The current evaluator does not support multiple independent required_summary_any_terms groups. This matters for weather because the ideal requirement is:
  1. mention user/current location
  2. mention Villa Valentin / property context
Current workaround:
"required_summary_any_terms": [
  "current location",
  "where you are now",
  "where you are",
  "your location",
  "villa valentin",
  "one of your properties",
  "your properties"
]
Future improvement: Support grouped expectations such as:
"required_summary_any_groups": [
  ["current location", "where you are now", "where you are", "your location"],
  ["villa valentin", "one of your properties", "your properties"]
]
This would make evals stricter and more accurate.
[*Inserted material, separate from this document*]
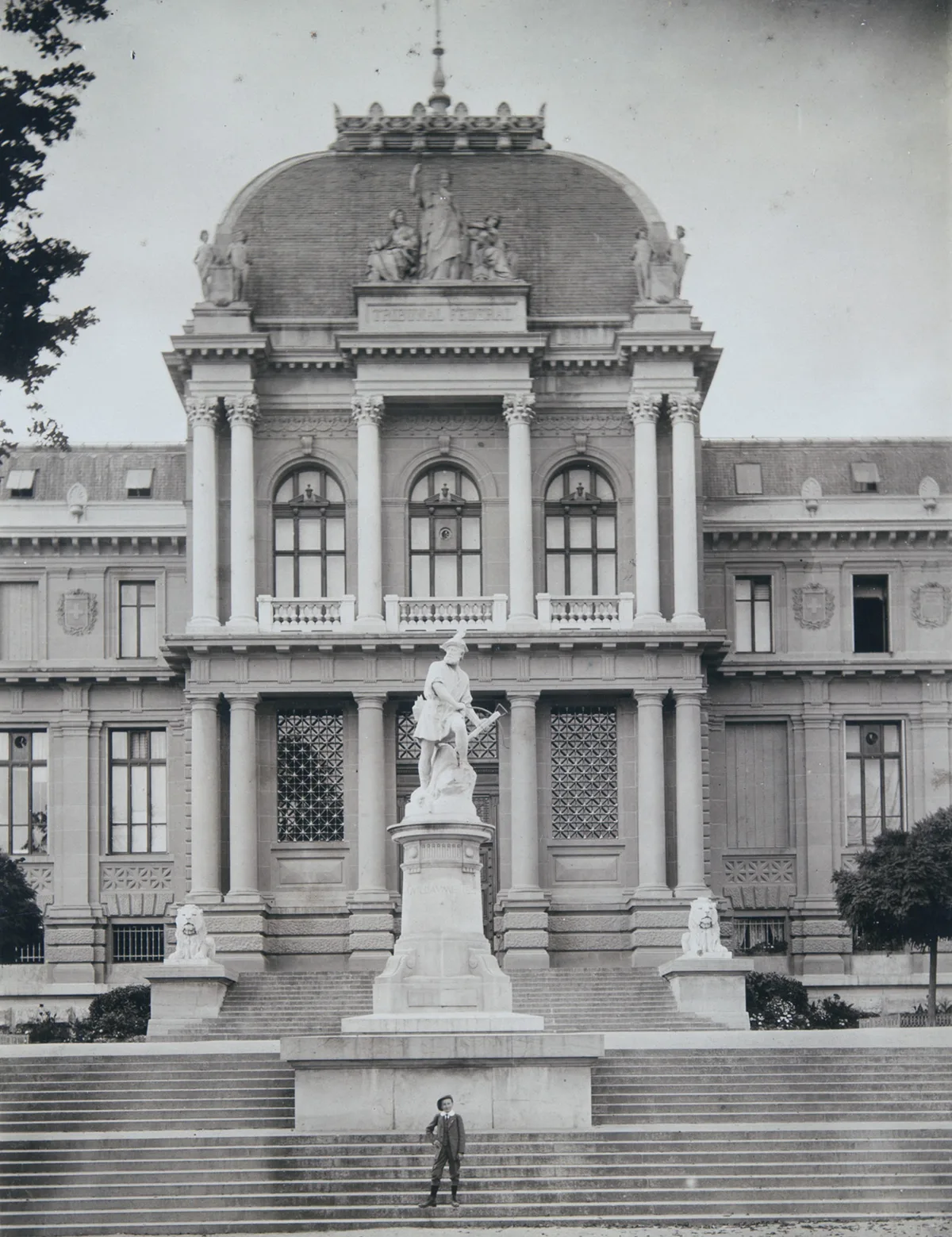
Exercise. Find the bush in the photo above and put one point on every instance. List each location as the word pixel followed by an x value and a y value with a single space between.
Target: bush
pixel 113 1017
pixel 779 1002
Why this eval framework matters

Lucia’s defensibility does not come from one prompt or one model call. It comes from compounding evaluation over time:
  • real operator language
  • real guest/owner ambiguity
  • real property context
  • emotional pressure
  • safety and truth boundaries
  • workflow-specific routing
  • correction of failures without broad regressions
Every eval that captures a high-signal behavior becomes part of Lucia’s moat.

Future eval expansion

Next high-value eval categories:

Compressed follow-ups

Examples:
  • “that one”
  • “start there”
  • “yep, first one”
  • “take the safer path”

Ambiguous launch language

Examples:
  • “let’s move”
  • “walk me in”
  • “where do we go?”
  • “bring me into the day”

Emotional shorthand

Examples:
  • “ugh”
  • “I’m cooked”
  • “too much today”
  • “don’t make me think”

Clarification quality

Examples:
  • ambiguous weather/location
  • ambiguous property reference
  • ambiguous “there” after multiple branch candidates
  • ambiguous “handle that” after off-topic interruption

Boundary resilience

Examples:
  • sports/news after social turn
  • recipe request after ops turn
  • unrelated weather trivia vs property-weather utility
  • jokes involving sensitive operational issues

Truth-state discipline

Examples:
  • weather without integration
  • vendor dispatch before confirmation
  • “did you already handle it?”
  • “is the guest confirmed?” when state is uncertain

Definition of done for intent changes

An intent-layer change is not complete until:
  1. Runtime route is correct.
  2. Eval coverage exists.
  3. Debug path can explain failures.
  4. Boundaries still hold.
  5. Live UI feels natural.
  6. No generic capability fallback appears in valid human/property contexts.
  7. No data is invented.

Canon summary

The Lucia Intent Eval Framework is the quality system that turns the intent layer from a clever patch into compounding intelligence infrastructure. It is how Lucia learns safely without becoming loose.